Fordert Stornogebühren

„Geister-Gäste“: Diese Wirtin macht kurzen Prozess

Sie reservieren für eine große Gesellschaft und tauchen dann nicht auf - immer mehr „Geister-Gäste“ machen den Wiener Wirten das Leben schwer. Gerade vor Weihnachten ein Ärgernis für alle Gastronomen. Vlatka Bijelac, Chefin von Beef & Glory, hebt jetzt Gebühren fürs Nichterscheinen ein.

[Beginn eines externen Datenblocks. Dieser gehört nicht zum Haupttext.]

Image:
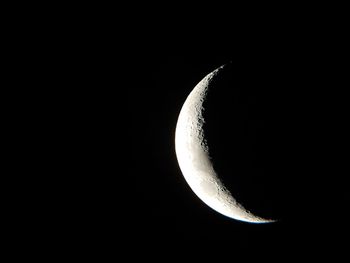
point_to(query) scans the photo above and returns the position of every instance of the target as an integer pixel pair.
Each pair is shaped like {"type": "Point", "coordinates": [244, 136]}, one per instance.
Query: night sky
{"type": "Point", "coordinates": [288, 90]}
{"type": "Point", "coordinates": [282, 95]}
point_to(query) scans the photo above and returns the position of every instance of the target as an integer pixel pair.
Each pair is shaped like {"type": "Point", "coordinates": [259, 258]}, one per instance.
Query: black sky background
{"type": "Point", "coordinates": [295, 82]}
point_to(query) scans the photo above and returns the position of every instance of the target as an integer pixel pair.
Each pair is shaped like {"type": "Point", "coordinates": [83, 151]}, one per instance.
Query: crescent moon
{"type": "Point", "coordinates": [192, 153]}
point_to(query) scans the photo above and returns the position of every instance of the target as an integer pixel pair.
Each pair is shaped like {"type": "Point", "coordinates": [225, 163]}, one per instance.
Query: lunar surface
{"type": "Point", "coordinates": [194, 158]}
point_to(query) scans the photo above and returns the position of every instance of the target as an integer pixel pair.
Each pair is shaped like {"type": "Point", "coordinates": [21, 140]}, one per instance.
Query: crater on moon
{"type": "Point", "coordinates": [246, 136]}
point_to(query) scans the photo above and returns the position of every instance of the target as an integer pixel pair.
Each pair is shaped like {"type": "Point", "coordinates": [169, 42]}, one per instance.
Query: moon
{"type": "Point", "coordinates": [196, 164]}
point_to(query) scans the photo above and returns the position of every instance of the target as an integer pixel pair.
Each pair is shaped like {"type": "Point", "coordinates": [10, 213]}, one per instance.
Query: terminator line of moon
{"type": "Point", "coordinates": [193, 155]}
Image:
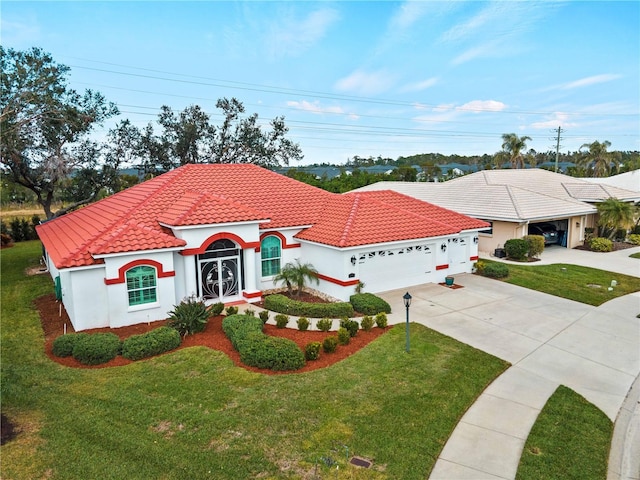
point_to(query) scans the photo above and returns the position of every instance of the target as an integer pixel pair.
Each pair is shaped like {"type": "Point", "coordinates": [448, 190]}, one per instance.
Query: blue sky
{"type": "Point", "coordinates": [361, 78]}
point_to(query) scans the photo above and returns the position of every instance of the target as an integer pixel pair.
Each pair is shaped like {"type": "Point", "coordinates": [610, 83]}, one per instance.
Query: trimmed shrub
{"type": "Point", "coordinates": [189, 316]}
{"type": "Point", "coordinates": [303, 324]}
{"type": "Point", "coordinates": [350, 325]}
{"type": "Point", "coordinates": [516, 248]}
{"type": "Point", "coordinates": [216, 309]}
{"type": "Point", "coordinates": [282, 320]}
{"type": "Point", "coordinates": [259, 350]}
{"type": "Point", "coordinates": [381, 320]}
{"type": "Point", "coordinates": [601, 244]}
{"type": "Point", "coordinates": [312, 350]}
{"type": "Point", "coordinates": [97, 348]}
{"type": "Point", "coordinates": [536, 245]}
{"type": "Point", "coordinates": [282, 304]}
{"type": "Point", "coordinates": [63, 345]}
{"type": "Point", "coordinates": [634, 238]}
{"type": "Point", "coordinates": [231, 310]}
{"type": "Point", "coordinates": [496, 270]}
{"type": "Point", "coordinates": [155, 342]}
{"type": "Point", "coordinates": [330, 344]}
{"type": "Point", "coordinates": [367, 323]}
{"type": "Point", "coordinates": [344, 337]}
{"type": "Point", "coordinates": [324, 324]}
{"type": "Point", "coordinates": [369, 304]}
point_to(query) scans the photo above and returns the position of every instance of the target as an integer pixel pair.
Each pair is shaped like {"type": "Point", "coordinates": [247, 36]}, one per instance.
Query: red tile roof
{"type": "Point", "coordinates": [136, 219]}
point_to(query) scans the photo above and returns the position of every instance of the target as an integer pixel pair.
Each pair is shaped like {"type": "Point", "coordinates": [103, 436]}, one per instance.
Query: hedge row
{"type": "Point", "coordinates": [281, 304]}
{"type": "Point", "coordinates": [259, 350]}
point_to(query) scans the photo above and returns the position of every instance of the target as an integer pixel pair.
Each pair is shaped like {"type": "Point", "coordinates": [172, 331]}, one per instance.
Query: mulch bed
{"type": "Point", "coordinates": [213, 337]}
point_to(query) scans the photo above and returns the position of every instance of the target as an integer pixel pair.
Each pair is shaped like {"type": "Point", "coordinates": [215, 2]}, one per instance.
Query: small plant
{"type": "Point", "coordinates": [231, 310]}
{"type": "Point", "coordinates": [97, 348]}
{"type": "Point", "coordinates": [312, 350]}
{"type": "Point", "coordinates": [189, 316]}
{"type": "Point", "coordinates": [282, 320]}
{"type": "Point", "coordinates": [496, 270]}
{"type": "Point", "coordinates": [350, 325]}
{"type": "Point", "coordinates": [303, 324]}
{"type": "Point", "coordinates": [330, 344]}
{"type": "Point", "coordinates": [381, 320]}
{"type": "Point", "coordinates": [601, 244]}
{"type": "Point", "coordinates": [367, 323]}
{"type": "Point", "coordinates": [325, 324]}
{"type": "Point", "coordinates": [63, 345]}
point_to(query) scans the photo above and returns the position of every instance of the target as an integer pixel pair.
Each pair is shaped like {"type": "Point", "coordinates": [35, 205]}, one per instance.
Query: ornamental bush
{"type": "Point", "coordinates": [282, 320]}
{"type": "Point", "coordinates": [350, 325]}
{"type": "Point", "coordinates": [601, 244]}
{"type": "Point", "coordinates": [324, 324]}
{"type": "Point", "coordinates": [96, 348]}
{"type": "Point", "coordinates": [303, 324]}
{"type": "Point", "coordinates": [536, 245]}
{"type": "Point", "coordinates": [155, 342]}
{"type": "Point", "coordinates": [330, 344]}
{"type": "Point", "coordinates": [369, 304]}
{"type": "Point", "coordinates": [516, 248]}
{"type": "Point", "coordinates": [381, 320]}
{"type": "Point", "coordinates": [312, 350]}
{"type": "Point", "coordinates": [496, 270]}
{"type": "Point", "coordinates": [282, 304]}
{"type": "Point", "coordinates": [367, 323]}
{"type": "Point", "coordinates": [63, 345]}
{"type": "Point", "coordinates": [189, 316]}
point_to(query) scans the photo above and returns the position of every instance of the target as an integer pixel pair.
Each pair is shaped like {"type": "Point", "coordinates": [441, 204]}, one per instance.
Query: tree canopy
{"type": "Point", "coordinates": [44, 125]}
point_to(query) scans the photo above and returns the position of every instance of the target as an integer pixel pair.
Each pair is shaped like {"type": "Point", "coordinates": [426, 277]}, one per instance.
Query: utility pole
{"type": "Point", "coordinates": [558, 147]}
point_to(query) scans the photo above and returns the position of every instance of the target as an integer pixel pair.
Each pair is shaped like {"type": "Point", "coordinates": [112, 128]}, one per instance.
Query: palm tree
{"type": "Point", "coordinates": [615, 214]}
{"type": "Point", "coordinates": [514, 145]}
{"type": "Point", "coordinates": [597, 158]}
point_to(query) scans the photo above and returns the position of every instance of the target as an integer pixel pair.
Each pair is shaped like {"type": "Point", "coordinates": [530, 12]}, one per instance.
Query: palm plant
{"type": "Point", "coordinates": [597, 158]}
{"type": "Point", "coordinates": [514, 145]}
{"type": "Point", "coordinates": [615, 214]}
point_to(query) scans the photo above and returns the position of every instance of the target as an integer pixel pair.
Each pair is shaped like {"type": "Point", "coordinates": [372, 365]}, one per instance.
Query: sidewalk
{"type": "Point", "coordinates": [548, 340]}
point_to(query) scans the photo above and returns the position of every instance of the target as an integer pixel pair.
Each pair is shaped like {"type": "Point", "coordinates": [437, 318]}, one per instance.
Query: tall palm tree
{"type": "Point", "coordinates": [514, 145]}
{"type": "Point", "coordinates": [615, 214]}
{"type": "Point", "coordinates": [597, 158]}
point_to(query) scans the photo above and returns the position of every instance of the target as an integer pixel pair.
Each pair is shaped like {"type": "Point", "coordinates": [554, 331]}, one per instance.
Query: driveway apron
{"type": "Point", "coordinates": [548, 340]}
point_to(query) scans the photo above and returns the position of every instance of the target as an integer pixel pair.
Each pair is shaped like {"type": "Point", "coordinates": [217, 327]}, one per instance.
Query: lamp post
{"type": "Point", "coordinates": [407, 303]}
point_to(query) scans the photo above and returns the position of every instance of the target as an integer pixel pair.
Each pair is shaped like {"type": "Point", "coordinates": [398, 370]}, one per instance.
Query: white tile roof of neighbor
{"type": "Point", "coordinates": [512, 195]}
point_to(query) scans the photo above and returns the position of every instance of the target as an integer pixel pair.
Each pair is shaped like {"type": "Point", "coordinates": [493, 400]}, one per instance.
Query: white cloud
{"type": "Point", "coordinates": [365, 83]}
{"type": "Point", "coordinates": [419, 86]}
{"type": "Point", "coordinates": [594, 80]}
{"type": "Point", "coordinates": [291, 36]}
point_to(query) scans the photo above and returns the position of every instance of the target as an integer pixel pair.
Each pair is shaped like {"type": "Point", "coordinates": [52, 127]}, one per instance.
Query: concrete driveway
{"type": "Point", "coordinates": [549, 341]}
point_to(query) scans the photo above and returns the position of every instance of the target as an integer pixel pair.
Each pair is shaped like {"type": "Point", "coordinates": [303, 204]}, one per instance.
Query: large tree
{"type": "Point", "coordinates": [43, 123]}
{"type": "Point", "coordinates": [190, 137]}
{"type": "Point", "coordinates": [513, 145]}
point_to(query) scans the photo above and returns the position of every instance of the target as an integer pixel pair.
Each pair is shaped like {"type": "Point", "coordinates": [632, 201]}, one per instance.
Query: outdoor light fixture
{"type": "Point", "coordinates": [407, 303]}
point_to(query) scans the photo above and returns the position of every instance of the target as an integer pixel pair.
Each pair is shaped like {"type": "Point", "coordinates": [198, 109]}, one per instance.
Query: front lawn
{"type": "Point", "coordinates": [569, 440]}
{"type": "Point", "coordinates": [194, 414]}
{"type": "Point", "coordinates": [574, 282]}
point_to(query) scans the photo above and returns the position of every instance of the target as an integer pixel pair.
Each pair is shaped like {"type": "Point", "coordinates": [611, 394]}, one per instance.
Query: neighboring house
{"type": "Point", "coordinates": [513, 200]}
{"type": "Point", "coordinates": [222, 232]}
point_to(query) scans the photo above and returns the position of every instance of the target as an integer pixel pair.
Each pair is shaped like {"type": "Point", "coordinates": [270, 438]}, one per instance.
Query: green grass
{"type": "Point", "coordinates": [574, 282]}
{"type": "Point", "coordinates": [570, 440]}
{"type": "Point", "coordinates": [193, 414]}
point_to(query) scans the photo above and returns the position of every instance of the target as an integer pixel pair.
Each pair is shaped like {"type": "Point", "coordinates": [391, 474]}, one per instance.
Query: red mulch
{"type": "Point", "coordinates": [213, 337]}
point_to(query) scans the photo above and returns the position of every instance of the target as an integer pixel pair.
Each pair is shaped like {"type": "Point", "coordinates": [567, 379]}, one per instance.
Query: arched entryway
{"type": "Point", "coordinates": [219, 271]}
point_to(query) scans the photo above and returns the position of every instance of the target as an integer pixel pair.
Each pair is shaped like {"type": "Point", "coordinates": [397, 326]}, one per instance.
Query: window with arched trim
{"type": "Point", "coordinates": [270, 253]}
{"type": "Point", "coordinates": [141, 285]}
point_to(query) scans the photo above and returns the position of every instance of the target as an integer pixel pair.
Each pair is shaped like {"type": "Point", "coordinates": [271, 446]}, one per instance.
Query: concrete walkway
{"type": "Point", "coordinates": [549, 341]}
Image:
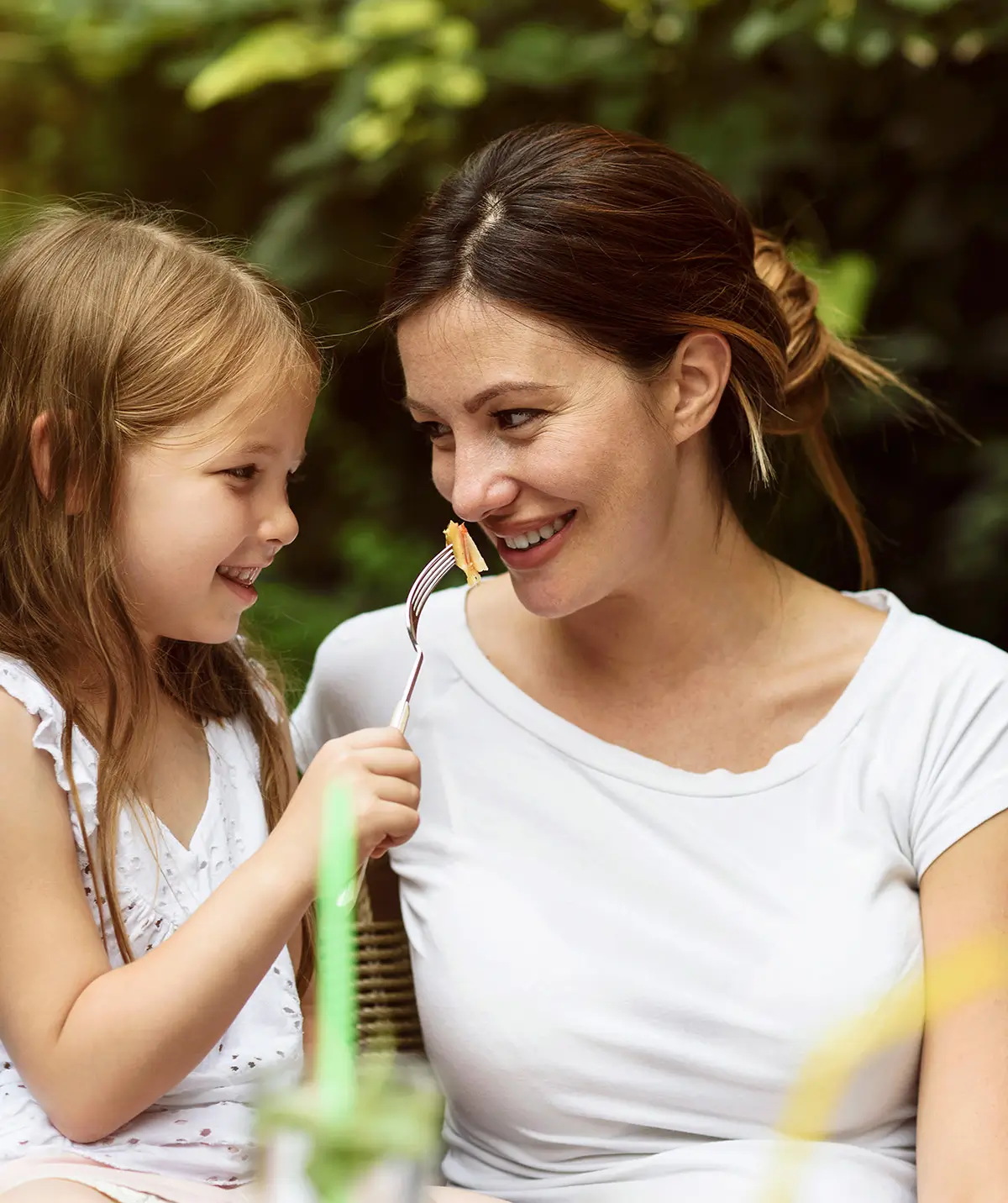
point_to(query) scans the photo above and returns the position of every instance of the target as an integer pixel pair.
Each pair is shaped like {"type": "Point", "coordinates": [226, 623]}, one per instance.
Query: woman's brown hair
{"type": "Point", "coordinates": [629, 245]}
{"type": "Point", "coordinates": [118, 326]}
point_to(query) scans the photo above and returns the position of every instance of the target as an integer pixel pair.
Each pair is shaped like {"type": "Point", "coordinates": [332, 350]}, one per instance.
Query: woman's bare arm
{"type": "Point", "coordinates": [963, 1125]}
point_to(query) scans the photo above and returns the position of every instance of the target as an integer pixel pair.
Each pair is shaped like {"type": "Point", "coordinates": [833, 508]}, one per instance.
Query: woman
{"type": "Point", "coordinates": [685, 810]}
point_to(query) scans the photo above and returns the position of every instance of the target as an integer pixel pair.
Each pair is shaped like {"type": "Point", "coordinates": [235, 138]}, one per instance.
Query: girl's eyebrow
{"type": "Point", "coordinates": [474, 404]}
{"type": "Point", "coordinates": [265, 449]}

„Zehn bis 15 Prozent sind mittlerweile falsche Reservierungen, bei denen die Gäste nicht auftauchen, weil sie sich kurzfristig anders entscheiden“, erklärt Peter Dobcak, Gastro-Obmann der Wiener Wirtschaftskammer. „Das trifft vor allem kleine Lokale, denn die Tische bleiben oft leer.“

„Sie sagen Ja, tauchen aber nie auf“
Vlatka Bijelac erinnert sich noch mit Schaudern an die Weihnachtszeit des vergangenen Jahres. Das Steaklokal im achten Bezirk war an vielen Tagen ausgebucht, nur sind viele der Gäste einfach nicht erschienen. „Wir rufen sogar einen Tag vorher an und fragen, ob die Kunden wirklich kommen. Sie sagen Ja, tauchen aber nie auf“, erklärt die Restaurant-Chefin. „Im Vorjahr sind uns so etwa 40.000 Euro entgangen.“

Und weil es heuer schon wieder beginnt, fordert die Gastronomin Stornogebühren von den „Geister-Gästen“ ein: Je nach Zeitpunkt der Stornierung zwischen 50, 70 und sogar 100 Prozent des „entgangenen Mindestumsatzes“. „Wir gehen von einer Mindestkonsumation von 80 Euro pro Person aus“, sagt Bijelac.

Wer bucht, wird um die Kreditkartennummer gebeten. Immer mehr Wirte machen es ihr nach.